Commutative Reinforcement Learning

A clean implementation of Commutative Q-Learning (CQ-L) — the two-step Bellman update from Clark et al. (TMLR submission) that exploits action commutativity in MDPs to speed up Q-learning and DQN convergence.

What is action commutativity?

Two actions a and b are commutative under state s if executing [a, b] and [b, a] from s yields the same expected next-state distribution and reward (Def. 4.1 of the paper). When this holds, the standard Bellman update wastes samples — CQ-L recovers them via a second, gated update.

The CQ-L update (Eq. 3):

(i)  Q(s', a') ← (1-α) Q(s', a') + α · (r' + γ max_a'' Q(s'', a''))
(ii) Q(s,  a') ← (1-α) Q(s,  a') + α · max(Q(s, a'), r + γ Q(s', a'))

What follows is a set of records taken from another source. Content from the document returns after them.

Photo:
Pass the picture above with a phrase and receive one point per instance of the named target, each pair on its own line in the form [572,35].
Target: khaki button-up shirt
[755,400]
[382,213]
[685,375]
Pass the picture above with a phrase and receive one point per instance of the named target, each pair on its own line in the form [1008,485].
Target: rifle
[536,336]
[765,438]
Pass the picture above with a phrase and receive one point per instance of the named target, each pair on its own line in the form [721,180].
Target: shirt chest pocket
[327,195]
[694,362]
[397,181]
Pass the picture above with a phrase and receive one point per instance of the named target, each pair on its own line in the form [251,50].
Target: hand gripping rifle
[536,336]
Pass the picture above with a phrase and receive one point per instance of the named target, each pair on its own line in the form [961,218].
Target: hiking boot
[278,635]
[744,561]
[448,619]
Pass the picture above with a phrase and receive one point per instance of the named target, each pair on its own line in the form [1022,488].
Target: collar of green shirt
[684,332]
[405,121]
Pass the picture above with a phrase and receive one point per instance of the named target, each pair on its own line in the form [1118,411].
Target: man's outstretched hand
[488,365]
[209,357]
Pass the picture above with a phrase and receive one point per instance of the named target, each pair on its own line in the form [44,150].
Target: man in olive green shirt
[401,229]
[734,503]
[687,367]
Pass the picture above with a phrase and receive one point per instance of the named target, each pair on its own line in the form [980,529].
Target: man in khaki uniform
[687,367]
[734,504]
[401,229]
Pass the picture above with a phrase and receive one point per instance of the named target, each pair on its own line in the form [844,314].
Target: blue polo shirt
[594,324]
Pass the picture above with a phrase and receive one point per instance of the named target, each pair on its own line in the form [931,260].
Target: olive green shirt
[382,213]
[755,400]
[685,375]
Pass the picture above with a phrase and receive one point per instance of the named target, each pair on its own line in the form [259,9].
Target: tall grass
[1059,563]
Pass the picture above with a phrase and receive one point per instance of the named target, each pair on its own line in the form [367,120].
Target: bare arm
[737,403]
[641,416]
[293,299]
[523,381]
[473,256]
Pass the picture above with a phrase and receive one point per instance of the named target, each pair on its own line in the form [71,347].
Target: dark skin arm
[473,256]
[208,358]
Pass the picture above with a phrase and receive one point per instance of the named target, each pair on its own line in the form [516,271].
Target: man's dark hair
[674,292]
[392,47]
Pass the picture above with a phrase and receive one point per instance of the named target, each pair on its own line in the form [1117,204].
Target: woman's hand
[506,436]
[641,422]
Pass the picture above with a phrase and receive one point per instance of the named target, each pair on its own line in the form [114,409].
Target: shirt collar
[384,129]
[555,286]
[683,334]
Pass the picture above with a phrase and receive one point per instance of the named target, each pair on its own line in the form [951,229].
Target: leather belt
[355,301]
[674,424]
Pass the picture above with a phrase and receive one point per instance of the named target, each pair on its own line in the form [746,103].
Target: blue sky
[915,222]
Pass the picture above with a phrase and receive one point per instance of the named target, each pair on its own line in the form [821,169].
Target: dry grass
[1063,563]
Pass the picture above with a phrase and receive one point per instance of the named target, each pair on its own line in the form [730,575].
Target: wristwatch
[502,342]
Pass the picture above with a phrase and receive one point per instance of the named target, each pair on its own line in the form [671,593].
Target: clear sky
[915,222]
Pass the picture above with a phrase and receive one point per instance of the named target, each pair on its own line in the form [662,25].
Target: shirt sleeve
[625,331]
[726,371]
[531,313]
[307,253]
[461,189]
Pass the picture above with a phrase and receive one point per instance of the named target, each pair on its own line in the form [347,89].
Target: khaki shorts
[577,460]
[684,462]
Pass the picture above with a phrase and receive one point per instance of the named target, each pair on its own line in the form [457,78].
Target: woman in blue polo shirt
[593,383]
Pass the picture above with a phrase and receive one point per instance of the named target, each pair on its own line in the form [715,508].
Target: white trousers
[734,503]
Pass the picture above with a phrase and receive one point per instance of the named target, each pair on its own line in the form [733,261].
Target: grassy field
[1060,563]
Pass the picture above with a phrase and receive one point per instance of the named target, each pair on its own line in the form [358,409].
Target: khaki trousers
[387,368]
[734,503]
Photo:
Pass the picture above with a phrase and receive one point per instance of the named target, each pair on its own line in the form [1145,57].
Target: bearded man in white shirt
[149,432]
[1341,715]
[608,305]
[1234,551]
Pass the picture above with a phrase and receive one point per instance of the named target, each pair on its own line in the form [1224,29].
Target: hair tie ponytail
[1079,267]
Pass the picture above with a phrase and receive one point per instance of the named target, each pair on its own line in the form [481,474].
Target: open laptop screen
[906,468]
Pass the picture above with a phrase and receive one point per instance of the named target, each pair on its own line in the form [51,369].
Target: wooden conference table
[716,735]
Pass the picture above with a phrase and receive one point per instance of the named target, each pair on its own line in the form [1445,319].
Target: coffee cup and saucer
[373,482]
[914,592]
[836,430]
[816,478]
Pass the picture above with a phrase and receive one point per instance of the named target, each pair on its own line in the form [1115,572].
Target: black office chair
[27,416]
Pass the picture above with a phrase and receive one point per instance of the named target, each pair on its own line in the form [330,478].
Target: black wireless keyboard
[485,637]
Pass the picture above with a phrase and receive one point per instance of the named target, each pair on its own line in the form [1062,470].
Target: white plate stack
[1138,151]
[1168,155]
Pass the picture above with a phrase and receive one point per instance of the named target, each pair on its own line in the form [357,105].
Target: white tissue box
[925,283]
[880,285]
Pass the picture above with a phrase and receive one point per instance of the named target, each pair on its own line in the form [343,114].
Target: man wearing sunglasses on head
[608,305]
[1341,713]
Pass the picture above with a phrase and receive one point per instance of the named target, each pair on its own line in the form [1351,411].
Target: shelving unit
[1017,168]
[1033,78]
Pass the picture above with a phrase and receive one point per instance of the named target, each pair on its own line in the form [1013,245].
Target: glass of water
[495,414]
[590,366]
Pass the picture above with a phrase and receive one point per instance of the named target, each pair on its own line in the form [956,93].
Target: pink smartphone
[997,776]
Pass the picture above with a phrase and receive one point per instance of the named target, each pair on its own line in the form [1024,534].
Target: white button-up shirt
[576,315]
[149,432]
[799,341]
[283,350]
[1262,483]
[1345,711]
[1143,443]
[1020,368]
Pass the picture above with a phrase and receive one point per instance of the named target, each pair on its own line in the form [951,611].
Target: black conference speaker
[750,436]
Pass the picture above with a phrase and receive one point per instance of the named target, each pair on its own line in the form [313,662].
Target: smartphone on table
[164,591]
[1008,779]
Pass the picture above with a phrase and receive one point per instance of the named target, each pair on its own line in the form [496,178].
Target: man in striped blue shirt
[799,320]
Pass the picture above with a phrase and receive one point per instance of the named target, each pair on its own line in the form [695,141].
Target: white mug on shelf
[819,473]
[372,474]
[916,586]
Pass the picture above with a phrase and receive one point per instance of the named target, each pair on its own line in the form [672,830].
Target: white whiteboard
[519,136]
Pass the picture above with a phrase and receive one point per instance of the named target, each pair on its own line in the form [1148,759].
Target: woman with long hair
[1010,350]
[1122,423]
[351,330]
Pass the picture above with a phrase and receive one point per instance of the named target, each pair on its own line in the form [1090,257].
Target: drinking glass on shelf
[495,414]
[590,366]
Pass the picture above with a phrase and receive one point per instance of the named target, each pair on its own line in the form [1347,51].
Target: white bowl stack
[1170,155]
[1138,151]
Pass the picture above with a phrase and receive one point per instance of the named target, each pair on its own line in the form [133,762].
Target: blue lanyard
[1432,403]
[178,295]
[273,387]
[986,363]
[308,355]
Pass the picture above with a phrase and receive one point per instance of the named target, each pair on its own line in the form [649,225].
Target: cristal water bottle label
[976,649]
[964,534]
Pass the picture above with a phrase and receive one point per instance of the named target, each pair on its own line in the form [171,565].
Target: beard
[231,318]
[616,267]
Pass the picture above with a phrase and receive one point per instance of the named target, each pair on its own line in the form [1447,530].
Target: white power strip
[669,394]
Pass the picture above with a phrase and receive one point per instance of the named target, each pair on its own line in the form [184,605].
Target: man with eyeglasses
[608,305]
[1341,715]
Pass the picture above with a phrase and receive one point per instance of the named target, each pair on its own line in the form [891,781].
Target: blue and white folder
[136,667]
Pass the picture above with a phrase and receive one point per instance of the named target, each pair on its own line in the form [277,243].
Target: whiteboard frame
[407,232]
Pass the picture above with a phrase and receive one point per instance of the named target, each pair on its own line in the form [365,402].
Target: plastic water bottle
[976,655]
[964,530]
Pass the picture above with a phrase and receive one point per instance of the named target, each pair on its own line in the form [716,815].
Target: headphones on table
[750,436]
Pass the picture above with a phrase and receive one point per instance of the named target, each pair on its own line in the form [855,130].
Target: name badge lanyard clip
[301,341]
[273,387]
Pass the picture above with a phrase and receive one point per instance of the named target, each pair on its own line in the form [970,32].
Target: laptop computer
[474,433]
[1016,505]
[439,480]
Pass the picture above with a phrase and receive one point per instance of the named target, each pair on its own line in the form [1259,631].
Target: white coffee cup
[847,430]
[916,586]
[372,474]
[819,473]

Step (ii) only fires when:

env.is_commutative(prev_state, prev_action, state, action) returns True, and
the update would raise Q(s, a') (the informative gate).

Install (uv)

This project uses uv for dependency management. The uv.lock file is checked in for reproducible installs.

git clone https://github.com/ethanmclark1/commutative_rl.git
cd commutative_rl

# Install everything (dev tools + project as editable)
uv sync --extra dev

# Optional extras
uv sync --extra dev --extra robotics --extra wandb

This creates .venv/ automatically. Run any command in the env via uv run:

uv run pytest commutative_rl/tests/
uv run uv run commutative-rl --help
uv run python -c "from commutative_rl.envs import RobotSortingEnv"

To activate the venv shell-style instead: source .venv/bin/activate.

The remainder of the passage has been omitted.